考慮神經網絡訓練過程中接收的輸入輸出。首先需要batch_size內數據需要統一數據的shape。

格式爲:[batch_size, time_step, feature_dim]

然而讀取的每一個sample的時間軸長都不一樣,所以需要對時間軸進行處理,選擇batch內最長的那個時間爲基準,進行padding。這樣一個batch內的數據都相同,就能進行並行訓練啦。

source_file = 'E:\\Data\\thchs30\\data_thchs30'

定義函數source_get,獲取音頻文件及標註文件列表

形如:

E:\Data\thchs30\data_thchs30\data\A11_0.wav.trn
E:\Data\thchs30\data_thchs30\data\A11_1.wav.trn
E:\Data\thchs30\data_thchs30\data\A11_10.wav.trn
E:\Data\thchs30\data_thchs30\data\A11_100.wav.trn
E:\Data\thchs30\data_thchs30\data\A11_102.wav.trn
E:\Data\thchs30\data_thchs30\data\A11_103.wav.trn
E:\Data\thchs30\data_thchs30\data\A11_104.wav.trn
E:\Data\thchs30\data_thchs30\data\A11_105.wav.trn
E:\Data\thchs30\data_thchs30\data\A11_106.wav.trn
E:\Data\thchs30\data_thchs30\data\A11_107.wav.trn
def source_get(source_file):
    train_file = source_file + '\\train'
    label_lst = []
    wav_lst = []
    for root, dirs, files in os.walk(train_file):
        for file in files:
            if file.endswith('.wav') or file.endswith('.WAV'):
                wav_file = os.sep.join([root, file])
                wav_lst.append(wav_file)
            elif file.endswith('.trn'):
                label_file = os.sep.join([source_file, 'data', file])
                label_lst.append(label_file)
    return label_lst, wav_lst

label_lst, wav_lst = source_get(source_file)

確認相同id對應的音頻文件和標籤文件相同

for i in range(10000):
    wavname = (wav_lst[i].split('\\')[-1]).split('.')[0]
    labelname = (label_lst[i].split('\\')[-1]).split('.')[0]
    if wavname != labelname:
        print('error')

3.2 label數據處理

定義函數read_label讀取音頻文件對應的拼音label

def read_label(label_file):
    with open(label_file, 'r', encoding='utf8') as f:
        data = f.readlines()
        return data[1]

print(read_label(label_lst[0]))

def gen_label_data(label_lst):
    label_data = []
    for label_file in label_lst:
        pny = read_label(label_file)
        label_data.append(pny.strip('\n'))
    return label_data

label_data = gen_label_data(label_lst)
print(len(label_data))
lv4 shi4 yang2 chun1 yan1 jing3 da4 kuai4 wen2 zhang1 de5 di3 se4 si4 yue4 de5 lin2 luan2 geng4 shi4 lv4 de5 xian1 huo2 xiu4 mei4 shi1 yi4 ang4 ran2

10000

爲label建立拼音到id的映射,即詞典

def mk_vocab(label_data):
    vocab = ['<PAD>']
    for line in label_data:
        line = line.split(' ')
        for pny in line:
            if pny not in vocab:
                vocab.append(pny)
    return vocab

vocab = mk_vocab(label_data)
print(len(vocab))
1176

有了詞典就能將讀取到的label映射到對應的id

def word2id(line, vocab):
    return [vocab.index(pny) for pny in line.split(' ')]

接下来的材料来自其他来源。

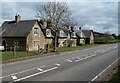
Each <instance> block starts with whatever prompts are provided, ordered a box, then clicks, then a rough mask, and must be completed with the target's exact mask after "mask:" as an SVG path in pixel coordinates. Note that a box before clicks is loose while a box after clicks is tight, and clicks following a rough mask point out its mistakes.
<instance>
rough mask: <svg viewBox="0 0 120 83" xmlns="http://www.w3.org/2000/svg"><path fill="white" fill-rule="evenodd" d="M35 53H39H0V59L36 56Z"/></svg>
mask: <svg viewBox="0 0 120 83" xmlns="http://www.w3.org/2000/svg"><path fill="white" fill-rule="evenodd" d="M35 55H37V53H31V54H27V53H16V54H15V55H13V53H3V54H0V59H2V60H9V59H16V58H21V57H29V56H35ZM39 55H40V54H39Z"/></svg>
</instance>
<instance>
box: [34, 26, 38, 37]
mask: <svg viewBox="0 0 120 83" xmlns="http://www.w3.org/2000/svg"><path fill="white" fill-rule="evenodd" d="M33 33H34V35H39V29H38V27H34V30H33Z"/></svg>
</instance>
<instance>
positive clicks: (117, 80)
mask: <svg viewBox="0 0 120 83" xmlns="http://www.w3.org/2000/svg"><path fill="white" fill-rule="evenodd" d="M108 83H120V67H119V68H118V72H117V73H115V74H114V75H113V76H112V78H111V79H110V80H109V81H108Z"/></svg>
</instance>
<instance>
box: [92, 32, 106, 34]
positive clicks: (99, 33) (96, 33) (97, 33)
mask: <svg viewBox="0 0 120 83" xmlns="http://www.w3.org/2000/svg"><path fill="white" fill-rule="evenodd" d="M94 35H105V34H103V33H99V32H94Z"/></svg>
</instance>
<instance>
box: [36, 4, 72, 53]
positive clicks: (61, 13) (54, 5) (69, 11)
mask: <svg viewBox="0 0 120 83" xmlns="http://www.w3.org/2000/svg"><path fill="white" fill-rule="evenodd" d="M37 11H38V12H37V15H36V17H38V18H40V19H42V20H43V21H44V22H45V23H47V28H50V29H52V30H53V31H54V33H55V34H54V41H55V43H54V51H56V46H57V39H58V30H59V29H60V28H65V27H64V26H65V25H66V24H67V23H70V19H71V11H70V10H69V7H68V6H67V4H66V3H65V2H48V3H47V4H44V5H42V6H39V7H37Z"/></svg>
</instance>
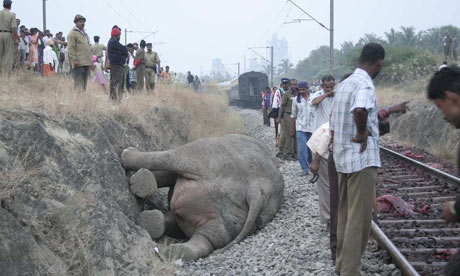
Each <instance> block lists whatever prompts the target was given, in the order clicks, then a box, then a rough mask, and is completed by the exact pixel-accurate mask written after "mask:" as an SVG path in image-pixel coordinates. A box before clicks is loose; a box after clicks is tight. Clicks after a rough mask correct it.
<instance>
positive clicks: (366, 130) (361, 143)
mask: <svg viewBox="0 0 460 276" xmlns="http://www.w3.org/2000/svg"><path fill="white" fill-rule="evenodd" d="M367 137H369V132H368V131H367V130H366V131H365V132H364V133H359V132H358V133H356V136H355V138H353V139H351V142H353V143H358V144H361V148H360V149H359V153H362V152H363V151H365V150H366V148H367Z"/></svg>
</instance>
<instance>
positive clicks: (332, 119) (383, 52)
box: [262, 43, 460, 275]
mask: <svg viewBox="0 0 460 276" xmlns="http://www.w3.org/2000/svg"><path fill="white" fill-rule="evenodd" d="M384 58H385V51H384V48H383V47H382V46H381V45H379V44H376V43H370V44H367V45H365V46H364V47H363V49H362V51H361V55H360V57H359V66H358V68H357V69H356V70H355V71H354V72H353V73H349V74H346V75H345V76H343V78H342V79H341V80H340V81H339V82H336V81H335V79H334V77H332V76H330V75H327V76H324V77H323V78H322V80H321V81H320V82H319V81H316V80H315V81H314V82H313V85H312V86H309V84H308V83H307V82H306V81H299V82H297V80H295V79H287V78H284V79H282V80H281V84H280V87H279V88H277V87H273V89H271V88H270V87H267V88H266V89H265V91H264V92H262V106H263V124H264V125H267V126H270V124H271V122H270V121H271V119H273V120H274V124H275V125H274V126H275V139H276V143H275V146H276V147H277V148H278V152H277V155H276V156H277V157H278V158H280V159H282V160H287V161H294V160H298V162H299V165H300V169H301V172H299V173H300V174H301V175H302V176H309V175H310V176H311V178H310V183H315V182H316V184H317V189H318V197H319V202H318V203H319V217H320V222H321V223H324V224H326V225H327V228H328V230H329V235H330V249H331V258H332V260H333V262H334V264H335V265H336V272H337V273H339V274H340V275H361V257H362V254H363V252H364V250H365V248H366V245H367V241H368V237H369V234H370V227H371V220H372V216H373V212H374V211H375V202H376V183H377V168H378V167H380V166H381V161H380V155H379V136H381V135H384V134H386V133H388V132H389V130H390V126H389V124H390V123H389V115H390V114H393V113H399V112H406V111H407V110H408V107H407V104H408V102H402V103H399V104H397V105H394V106H391V107H387V108H380V109H378V108H377V101H376V94H375V87H374V82H373V79H374V78H375V77H376V76H377V75H378V73H379V72H380V69H381V68H382V64H383V61H384ZM317 85H319V86H320V87H319V89H318V87H317ZM429 97H430V99H433V100H435V103H436V105H437V106H438V107H440V108H441V109H442V110H443V111H444V113H445V115H446V118H448V119H449V121H450V122H452V124H454V125H455V126H456V127H457V128H460V123H459V122H460V69H459V68H457V67H452V68H451V67H447V66H445V67H443V68H441V69H440V71H439V72H438V73H436V74H435V76H434V77H433V79H432V81H431V84H430V88H429ZM279 125H281V126H279ZM459 156H460V154H459ZM459 158H460V157H459ZM457 214H460V200H457V201H456V202H449V203H448V204H446V207H445V208H444V212H443V218H444V219H446V220H448V221H460V215H457ZM459 264H460V253H457V255H456V256H455V257H454V258H453V259H452V261H451V262H450V263H449V265H448V268H447V271H450V273H451V274H449V272H448V273H447V275H456V274H452V271H454V272H455V271H457V270H456V269H458V267H459V266H458V265H459ZM455 267H456V268H455ZM449 269H450V270H449ZM457 272H458V271H457Z"/></svg>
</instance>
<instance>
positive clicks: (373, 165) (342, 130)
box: [330, 68, 381, 173]
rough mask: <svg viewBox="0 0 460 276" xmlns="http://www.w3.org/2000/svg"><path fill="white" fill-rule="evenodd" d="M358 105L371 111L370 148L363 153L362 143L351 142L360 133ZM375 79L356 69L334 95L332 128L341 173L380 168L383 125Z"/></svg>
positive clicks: (368, 148) (369, 127) (334, 156)
mask: <svg viewBox="0 0 460 276" xmlns="http://www.w3.org/2000/svg"><path fill="white" fill-rule="evenodd" d="M356 108H364V109H366V110H367V111H368V116H367V129H368V131H369V137H368V138H367V148H366V150H365V151H364V152H362V153H360V152H359V150H360V147H361V144H358V143H353V142H351V139H353V138H354V137H355V136H356V133H357V130H356V124H355V121H354V115H353V112H354V110H355V109H356ZM377 113H378V110H377V99H376V96H375V87H374V82H373V81H372V79H371V77H370V76H369V74H368V73H367V72H366V71H364V70H362V69H359V68H358V69H356V70H355V72H354V73H353V74H352V75H351V76H350V77H348V78H347V79H346V80H344V81H343V82H342V83H341V84H340V86H339V88H338V90H337V92H336V95H335V96H334V106H333V111H332V117H331V124H330V128H331V130H333V131H334V143H333V148H334V161H335V166H336V168H337V171H338V172H341V173H353V172H358V171H361V170H363V169H365V168H367V167H380V166H381V162H380V155H379V153H380V152H379V127H378V117H377Z"/></svg>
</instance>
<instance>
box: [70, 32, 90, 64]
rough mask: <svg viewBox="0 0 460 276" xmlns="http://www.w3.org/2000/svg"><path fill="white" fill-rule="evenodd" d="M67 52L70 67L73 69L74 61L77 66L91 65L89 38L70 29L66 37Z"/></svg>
mask: <svg viewBox="0 0 460 276" xmlns="http://www.w3.org/2000/svg"><path fill="white" fill-rule="evenodd" d="M67 51H68V52H69V58H70V65H71V66H72V68H74V65H73V63H74V61H77V62H78V66H91V65H93V58H92V55H91V48H90V46H89V37H88V35H87V34H83V33H82V32H80V31H78V30H76V29H75V28H74V29H72V30H71V31H70V32H69V34H68V35H67Z"/></svg>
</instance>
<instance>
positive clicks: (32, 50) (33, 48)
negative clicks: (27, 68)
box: [28, 28, 38, 71]
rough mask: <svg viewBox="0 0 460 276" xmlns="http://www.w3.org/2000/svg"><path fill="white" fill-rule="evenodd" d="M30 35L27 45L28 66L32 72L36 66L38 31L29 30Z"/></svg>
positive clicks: (37, 30)
mask: <svg viewBox="0 0 460 276" xmlns="http://www.w3.org/2000/svg"><path fill="white" fill-rule="evenodd" d="M30 35H31V36H32V39H31V41H30V43H29V60H28V62H29V64H30V66H31V68H33V69H34V71H37V68H38V67H37V66H38V29H37V28H31V29H30Z"/></svg>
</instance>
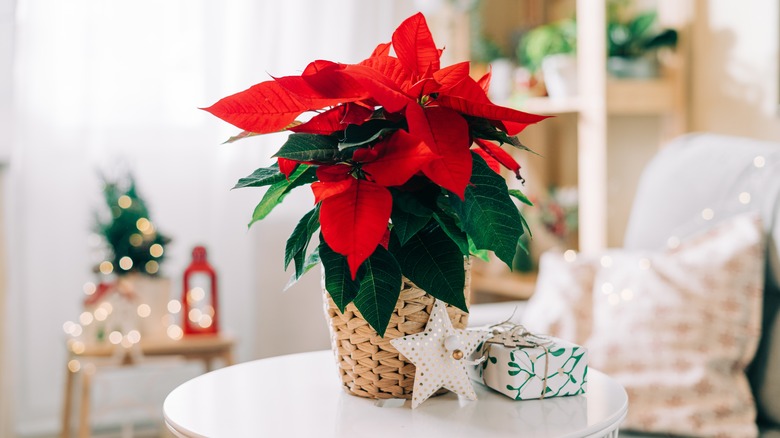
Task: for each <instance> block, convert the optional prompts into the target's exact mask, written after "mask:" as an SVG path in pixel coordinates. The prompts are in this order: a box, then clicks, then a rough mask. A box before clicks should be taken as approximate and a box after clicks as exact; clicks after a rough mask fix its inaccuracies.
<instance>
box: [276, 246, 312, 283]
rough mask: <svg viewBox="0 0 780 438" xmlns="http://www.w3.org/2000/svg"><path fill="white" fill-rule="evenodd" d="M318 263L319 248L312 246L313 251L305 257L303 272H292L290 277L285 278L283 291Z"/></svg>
mask: <svg viewBox="0 0 780 438" xmlns="http://www.w3.org/2000/svg"><path fill="white" fill-rule="evenodd" d="M319 264H320V249H319V247H317V248H314V251H312V252H311V254H309V256H308V257H306V262H305V263H304V264H303V272H301V273H300V274H298V273H297V272H293V274H292V275H291V276H290V279H289V280H287V284H286V285H284V289H283V291H286V290H287V289H289V288H291V287H292V286H293V285H294V284H295V283H297V282H298V280H300V279H301V277H303V276H304V275H306V273H307V272H309V271H311V270H312V268H314V267H315V266H317V265H319Z"/></svg>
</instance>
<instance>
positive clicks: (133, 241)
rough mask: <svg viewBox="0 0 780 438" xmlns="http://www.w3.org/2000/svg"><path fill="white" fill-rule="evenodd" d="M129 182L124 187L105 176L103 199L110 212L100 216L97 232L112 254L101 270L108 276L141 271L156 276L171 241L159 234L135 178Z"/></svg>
mask: <svg viewBox="0 0 780 438" xmlns="http://www.w3.org/2000/svg"><path fill="white" fill-rule="evenodd" d="M126 180H127V181H126V184H121V183H120V182H117V181H108V180H107V179H106V178H105V177H103V183H104V186H103V196H104V199H105V202H106V205H107V206H108V209H109V213H108V214H103V215H98V217H97V220H96V223H97V226H96V231H97V232H98V233H99V234H100V235H102V236H103V238H104V239H105V240H106V243H107V244H108V254H107V255H106V257H105V258H104V260H103V261H102V262H101V263H100V264H99V265H98V266H97V270H99V271H100V272H101V273H103V274H105V275H108V274H112V273H113V274H116V275H117V276H122V275H126V274H129V273H132V272H137V273H141V274H146V275H152V276H155V275H157V274H158V273H159V272H160V264H161V263H162V261H163V259H164V257H165V255H164V254H165V245H167V244H168V243H169V242H170V239H169V238H168V237H166V236H165V235H163V234H161V233H160V232H158V231H157V227H155V225H154V224H153V223H152V221H151V219H150V218H149V210H148V209H147V208H146V204H145V203H144V201H143V199H141V197H140V196H139V195H138V193H137V191H136V187H135V180H134V179H133V177H132V176H128V177H127V178H126ZM101 216H102V218H101Z"/></svg>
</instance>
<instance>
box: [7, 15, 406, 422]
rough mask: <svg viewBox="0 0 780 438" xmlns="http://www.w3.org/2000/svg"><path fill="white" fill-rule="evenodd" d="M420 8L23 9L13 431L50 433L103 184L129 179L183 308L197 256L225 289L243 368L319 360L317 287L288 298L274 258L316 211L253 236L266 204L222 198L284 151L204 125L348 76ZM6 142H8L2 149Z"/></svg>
mask: <svg viewBox="0 0 780 438" xmlns="http://www.w3.org/2000/svg"><path fill="white" fill-rule="evenodd" d="M413 7H414V4H413V3H412V2H411V1H408V2H400V1H399V2H388V1H382V0H371V1H367V0H328V1H318V0H286V1H284V2H280V1H271V0H267V1H266V0H262V1H258V0H230V1H226V2H216V1H208V0H166V1H163V2H161V1H152V0H135V1H120V0H69V1H61V0H18V10H17V23H16V32H17V34H16V51H15V52H16V60H15V82H14V84H15V85H14V102H15V104H14V126H15V130H14V133H13V134H14V147H13V150H12V154H11V163H10V172H9V176H8V179H9V181H8V182H9V186H10V189H9V192H8V193H9V195H8V199H7V200H6V201H7V206H8V221H9V228H8V229H9V235H8V240H9V255H10V256H9V271H10V272H11V278H10V287H9V303H8V315H7V318H6V325H7V327H10V336H9V337H10V338H11V340H12V345H11V349H12V357H13V358H14V359H13V363H12V370H11V372H12V373H13V379H12V380H13V382H14V387H13V388H12V391H13V394H11V395H9V394H2V396H3V397H6V396H11V397H13V400H14V401H15V417H16V423H17V430H19V431H21V432H29V433H33V432H38V431H39V430H35V429H37V428H39V427H38V426H40V428H41V429H50V428H52V427H55V425H56V420H57V419H58V418H59V410H60V409H61V400H62V392H61V391H62V390H61V388H63V386H64V383H63V381H64V374H65V347H64V334H63V332H62V324H63V322H65V321H66V320H73V319H76V318H77V317H78V315H79V312H80V308H81V304H80V301H81V299H82V298H83V295H82V292H81V289H82V285H83V284H84V283H85V282H87V281H94V280H95V278H94V277H93V274H91V268H92V265H93V263H94V262H95V261H96V260H95V254H94V251H92V250H90V246H89V244H88V241H89V235H90V229H91V227H92V218H93V213H94V211H95V210H96V209H98V208H100V207H101V201H100V190H101V186H100V181H99V178H98V176H97V175H98V174H97V171H98V170H102V171H106V172H109V173H110V172H112V171H115V170H116V169H117V168H125V169H130V170H132V172H133V174H134V175H135V177H136V180H137V183H138V187H139V190H140V194H141V195H142V196H143V197H144V198H145V199H146V201H147V203H148V204H149V207H150V212H151V216H152V219H153V220H154V221H155V222H156V224H157V226H158V228H159V229H160V230H161V231H163V232H164V233H167V234H168V235H170V236H172V237H173V239H174V241H173V243H172V244H171V245H169V247H168V250H167V253H166V255H167V257H168V259H167V262H166V263H165V264H164V265H163V271H164V272H165V273H166V274H167V275H168V276H169V277H171V278H172V280H173V285H174V291H173V292H174V293H175V294H176V295H178V294H179V293H180V292H179V289H178V287H179V286H178V285H179V284H180V283H179V282H178V281H179V278H180V276H181V272H182V270H183V268H184V267H185V266H186V264H187V263H188V262H189V257H190V256H189V252H190V250H191V248H192V246H194V245H196V244H205V245H206V246H207V247H208V249H209V258H210V260H211V261H212V263H213V264H214V265H215V267H216V268H217V270H218V273H219V286H220V299H221V301H220V305H221V312H222V321H223V325H224V329H226V330H227V331H230V332H232V333H234V334H236V335H237V336H238V339H239V344H238V351H237V353H238V354H237V357H238V359H239V360H241V361H243V360H250V359H255V358H259V357H265V356H271V355H276V354H282V353H288V352H295V351H305V350H311V349H319V348H326V347H327V346H328V340H327V329H326V326H325V323H324V320H323V317H322V311H321V308H322V304H321V296H320V292H319V278H318V276H317V274H316V273H312V274H310V275H309V278H308V279H307V281H306V282H304V283H303V284H301V285H299V286H297V287H295V288H293V289H291V290H289V291H287V292H285V293H282V292H281V290H282V288H283V286H284V284H285V282H286V281H287V276H288V274H286V273H284V272H283V271H282V260H283V251H284V242H285V240H286V238H287V236H288V235H289V233H290V231H291V230H292V228H293V226H294V225H295V222H297V219H298V218H299V217H300V214H301V213H303V212H305V211H307V210H308V209H309V208H310V207H311V203H312V200H311V198H310V195H309V193H308V190H306V189H300V190H299V192H300V193H295V192H294V193H293V195H291V196H290V197H289V198H288V200H287V201H286V202H285V205H282V206H280V207H279V208H278V209H277V210H276V211H274V213H272V214H271V216H269V218H268V219H267V220H266V221H264V222H261V223H259V224H256V225H255V226H254V227H253V228H252V229H251V230H249V231H247V229H246V223H247V221H248V220H249V217H250V215H251V212H252V209H253V207H254V204H255V203H256V202H257V201H258V200H259V198H260V196H261V194H262V191H259V190H257V189H242V190H236V191H230V190H229V189H230V188H231V187H232V185H233V183H234V182H235V180H236V179H237V178H239V177H241V176H245V175H247V174H249V173H251V172H252V171H253V170H254V169H255V168H257V167H261V166H265V165H267V164H268V163H269V158H268V157H270V155H271V154H272V153H273V152H275V150H276V148H277V147H278V146H279V145H280V144H281V141H283V138H284V137H283V136H276V137H274V136H268V137H265V138H259V139H258V138H253V139H248V140H244V141H241V142H238V143H235V144H231V145H221V143H222V141H224V140H225V139H227V138H228V137H229V136H230V135H233V134H235V133H237V132H238V129H236V128H232V127H229V126H228V125H227V124H226V123H224V122H221V121H219V120H217V119H216V118H214V117H211V116H210V115H208V114H206V113H205V112H203V111H199V110H198V109H197V108H198V107H204V106H208V105H210V104H211V103H213V102H214V101H216V100H217V99H219V98H221V97H223V96H226V95H228V94H232V93H234V92H237V91H240V90H243V89H245V88H247V87H249V86H250V85H252V84H254V83H257V82H260V81H262V80H266V79H268V77H269V76H268V75H269V74H273V75H285V74H294V73H296V72H298V71H300V70H301V69H303V67H305V65H306V63H308V62H309V61H311V60H313V59H317V58H320V59H330V60H334V61H342V62H355V61H357V60H360V59H362V58H363V57H365V56H367V55H368V54H369V53H370V52H371V50H372V49H373V47H374V46H375V45H376V44H377V43H379V42H384V41H388V40H389V38H390V35H391V33H392V31H393V29H394V28H395V26H396V25H397V24H398V23H400V21H401V20H402V19H403V18H404V17H405V16H407V15H408V14H410V13H411V12H412V8H413ZM0 135H2V134H0Z"/></svg>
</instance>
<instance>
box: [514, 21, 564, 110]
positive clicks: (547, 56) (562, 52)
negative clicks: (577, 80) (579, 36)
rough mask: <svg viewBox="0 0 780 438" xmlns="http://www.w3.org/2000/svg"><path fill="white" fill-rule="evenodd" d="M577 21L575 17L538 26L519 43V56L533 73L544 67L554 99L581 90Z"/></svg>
mask: <svg viewBox="0 0 780 438" xmlns="http://www.w3.org/2000/svg"><path fill="white" fill-rule="evenodd" d="M576 50H577V23H576V22H575V21H574V19H573V18H567V19H564V20H560V21H556V22H553V23H549V24H544V25H541V26H537V27H535V28H533V29H531V30H530V31H528V32H527V33H526V34H525V35H523V37H522V38H521V39H520V41H519V42H518V45H517V58H518V59H519V60H520V63H521V64H523V65H525V66H526V67H527V68H528V69H529V70H530V71H531V73H537V72H539V71H541V73H542V78H543V79H544V84H545V86H546V87H547V94H548V95H549V96H550V97H551V98H554V99H557V98H566V97H570V96H575V95H576V94H577V59H576V58H575V56H574V54H575V52H576Z"/></svg>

label_id = word2id(label_data[0], vocab)
print(label_data[0])
print(label_id)
lv4 shi4 yang2 chun1 yan1 jing3 da4 kuai4 wen2 zhang1 de5 di3 se4 si4 yue4 de5 lin2 luan2 geng4 shi4 lv4 de5 xian1 huo2 xiu4 mei4 shi1 yi4 ang4 ran2
[1, 2, 3, 4, 5, 6, 7, 8, 9, 10, 11, 12, 13, 14, 15, 11, 16, 17, 18, 2, 1, 11, 19, 20, 21, 22, 23, 24, 25, 26]

總結:

我們提取出了每個音頻文件對應的拼音標籤label_data,通過索引就可以獲得該索引的標籤。

也生成了對應的拼音詞典.由此詞典,我們可以映射拼音標籤爲id序列。

輸出:

  • vocab
  • label_data
print(vocab[:15])
print(label_data[10])
print(word2id(label_data[10], vocab))
['<PAD>', 'lv4', 'shi4', 'yang2', 'chun1', 'yan1', 'jing3', 'da4', 'kuai4', 'wen2', 'zhang1', 'de5', 'di3', 'se4', 'si4']
ru2 yan1 ban4 huang2 gua1 jiang1 huang2 gua1 xi3 jing4 qie1 pian4 hou4 yong4 yan2 yan1 ban4 xiao3 shi2 zuo3 you4 shi2 yong4 shi2 jia1 tang2 cu4 ma2 you2 ji2 ke3
[45, 5, 232, 233, 234, 235, 233, 234, 133, 85, 236, 237, 83, 190, 89, 5, 232, 146, 238, 88, 92, 238, 190, 238, 129, 205, 239, 240, 228, 112, 79]

3.3 音頻數據處理

音頻數據處理,只需要獲得對應的音頻文件名,然後提取所需時頻圖即可。

其中compute_fbank時頻轉化的函數在前面已經定義好了。

fbank = compute_fbank(wav_lst[0])
print(fbank.shape)
(777, 200)
plt.imshow(fbank.T, origin = 'lower')
plt.show()

在這裏插入圖片描述

由於聲學模型網絡結構原因(3個maxpooling層),我們的音頻數據的每個維度需要能夠被8整除。

fbank = fbank[:fbank.shape[0]//8*8, :]
print(fbank.shape)
(776, 200)

總結:

  • 對音頻數據進行時頻轉換
  • 轉換後的數據需要各個維度能夠被8整除

3.4 數據生成器

確定batch_size和batch_num

total_nums = 10000
batch_size = 4
batch_num = total_nums // batch_size

shuffle

打亂數據的順序,我們通過查詢亂序的索引值,來確定訓練數據的順序

from random import shuffle
shuffle_list = [i for i in range(10000)]
shuffle(shuffle_list)

generator

batch_size的信號時頻圖和標籤數據,存放到兩個list中去

def get_batch(batch_size, shuffle_list, wav_lst, label_data, vocab):
    for i in range(10000//batch_size):
        wav_data_lst = []
        label_data_lst = []
        begin = i * batch_size
        end = begin + 4
        sub_list = shuffle_list[begin:end]
        for index in sub_list:
            fbank = compute_fbank(wav_lst[index])
            fbank = fbank[:fbank.shape[0] // 8 * 8, :]
            label = word2id(label_data[index], vocab)
            wav_data_lst.append(fbank)
            label_data_lst.append(label)
        yield wav_data_lst, label_data_lst

batch = get_batch(4, shuffle_list, wav_lst, label_data, vocab)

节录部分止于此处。